Todos os especialistas sabem que não haverá equilíbrio fiscal sem uma profunda reforma da Previdência Social. Seu custeio responde praticamente por todo déficit fiscal. Essa imprescindível reforma, contudo, requer um tempo de maturação incompatível com a travessia.
A prudência para reconhecer os fatos consumados e postergar as reformas politicamente mais sensíveis não significa abdicar de iniciativas que possam sinalizar um novo rumo. Em menos de dois meses da interinidade, logrou-se a aprovação da Lei das Estatais, que pretende evitar o indevido uso político daquelas entidades. Afora isso, o bom encaminhamento da DRU, da Lei de Qualidade Fiscal e da renegociação da dívida com os Estados, ainda que pendentes de aprovação pelo Congresso, constituem avanços em favor do equilíbrio e da governança fiscal.
A PEC de limitação dos gastos públicos, por ora, deve ser entendida apenas como uma intenção. Ela é claudicante, ao preservar erros apontados em artigo anterior (A travessia e seus desafios, 2/6). Deveria, além disso, alinhar medidas preventivas para deter o crescimento das despesas e não anunciar improdutivas penas pelo descumprimento desse objetivo. Insisto na revisão da malsinada lei de regularização de ativos irregulares no exterior.
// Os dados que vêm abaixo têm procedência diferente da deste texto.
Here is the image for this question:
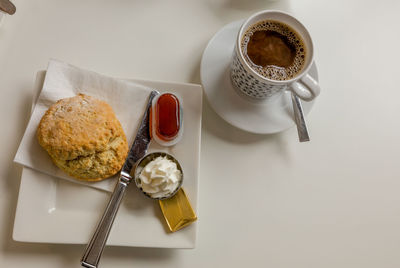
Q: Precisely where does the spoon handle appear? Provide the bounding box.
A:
[292,93,310,142]
[81,180,128,268]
De igual forma, é imprescindível conferir liquidez à montanha de recursos represada na dívida ativa e no contencioso administrativo. Uma boa pista seria construir outra regra para o ágio, cuidando de recuperar receitas, cujo destino será o longo caminho do debate constitucional.
Rever os incentivos fiscais pode ser uma boa oportunidade para rediscutir a matéria e detectar prováveis focos de corrupção. Um mau presságio é a pretensão de legalizar os jogos de azar, uma das mais elaboradas formas de lavar dinheiro, promover o crime e estimular o transtorno do jogo, onerando desnecessariamente os combalidos serviços de saúde.
*Consultor tributário, foi secretário da Receita Federal (1995-2002)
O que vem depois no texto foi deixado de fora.